AM: To be honest, I’ve done more of that this past year – and I’m also experiencing that thing of struggling to find time to make the actual art. The reading and research combined with the admin of running a small business has made that challenging but I’m learning as I go. I also have a Pinterest obsession, where I explore aesthetics that inspire me – I’m loving the sad-girl vibe and Wes Anderson aesthetic. It’s part of the work now. I use all that to fuel the ideas and want to churn out more, although I have more ideas than I have time to create them!

RP: What about when things don’t go well, or an idea falls flat in reality?
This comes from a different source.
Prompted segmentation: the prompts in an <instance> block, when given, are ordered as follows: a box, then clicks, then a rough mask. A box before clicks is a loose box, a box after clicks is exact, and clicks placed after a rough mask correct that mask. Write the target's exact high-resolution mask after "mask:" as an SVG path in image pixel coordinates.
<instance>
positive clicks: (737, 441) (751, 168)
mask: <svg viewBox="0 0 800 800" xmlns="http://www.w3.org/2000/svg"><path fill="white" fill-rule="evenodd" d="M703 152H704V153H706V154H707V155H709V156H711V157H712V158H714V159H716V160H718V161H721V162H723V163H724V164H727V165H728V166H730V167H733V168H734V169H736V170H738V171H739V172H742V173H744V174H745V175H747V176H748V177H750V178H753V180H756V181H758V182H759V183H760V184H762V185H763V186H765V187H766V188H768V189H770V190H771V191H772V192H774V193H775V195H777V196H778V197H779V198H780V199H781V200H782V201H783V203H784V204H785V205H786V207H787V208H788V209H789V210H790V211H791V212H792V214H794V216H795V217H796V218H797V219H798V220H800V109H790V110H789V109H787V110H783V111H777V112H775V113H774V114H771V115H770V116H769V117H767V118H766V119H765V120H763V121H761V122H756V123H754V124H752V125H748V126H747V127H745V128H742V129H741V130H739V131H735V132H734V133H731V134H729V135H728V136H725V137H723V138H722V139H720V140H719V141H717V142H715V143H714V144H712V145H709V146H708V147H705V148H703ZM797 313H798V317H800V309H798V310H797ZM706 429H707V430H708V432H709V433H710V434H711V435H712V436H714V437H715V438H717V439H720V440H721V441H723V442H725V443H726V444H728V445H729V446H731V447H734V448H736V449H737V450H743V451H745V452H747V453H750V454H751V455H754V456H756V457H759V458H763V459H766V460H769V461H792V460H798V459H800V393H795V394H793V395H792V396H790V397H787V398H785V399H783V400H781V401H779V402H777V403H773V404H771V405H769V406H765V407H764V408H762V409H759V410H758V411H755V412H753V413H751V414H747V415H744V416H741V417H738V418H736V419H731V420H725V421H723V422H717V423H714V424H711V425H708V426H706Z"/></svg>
AM: I remember my first ever product, which was a run of postcards during lockdown in Paris, and that went brilliantly. They were popular and I was shifting them. So then I made posters and it was a disaster! I didn’t really know what I was doing production-wise and essentially ordered flyers. It was bad. So flimsy! But I had to try and flog them because I didn’t have much money. I sold a few but realised that I would have been fuming if I’d paid £10 for a flyer! So I had to just take the hit – I felt bad asking for money for them more than worrying about brand reputation at that stage, because the brand was so green. But either way, it wasn’t a vibe!

RP: Tell us about your hopes for 2023 – HEYGIRL is all about creative collaboration – who inspires you and who’s on your dream collab list?

AM: I love The Awkward Frogs Instagram account, I remember seeing that quite early on and then watching it explode in popularity after a post went viral. It’s funny and explores similar stuff to my work on the dating front. I look at that and find it inspiring and, on the one hand, think – okay! Maybe that’ll happen to me one day! But then it comes back to that classic combination of sort of low self esteem combined with a blind belief that a lot of creatives have – I wonder if I’m delusional and desire validation, but I do believe in myself. It’s a relentless cycle. I want to be working with magazines and brands more. But in terms of brand collabs? Gucci is the dream, naturally!

–-

Returning to the notion of the ‘knack’ of making well judged, entertaining and resonant satirical illustrations – having spent time with the artist and explored her work in more depth – it seems that the knack is far less about the mechanics of deft line drawing and much more about listening (or the art of it). And, saccharine as it may seem, the Japanese symbol for listening springs to mind – made up of symbols for the eyes and heart as well as the ears – reflected in Bruce-Smith’s openness, warmth and sincerity, mixed with a low-key screwball heroine vibe. Perhaps it’s that wholesome and considered approach, combined with creative flair and a wry sense of humour, that turns the Aliomalley ‘knack’ into artistic magic.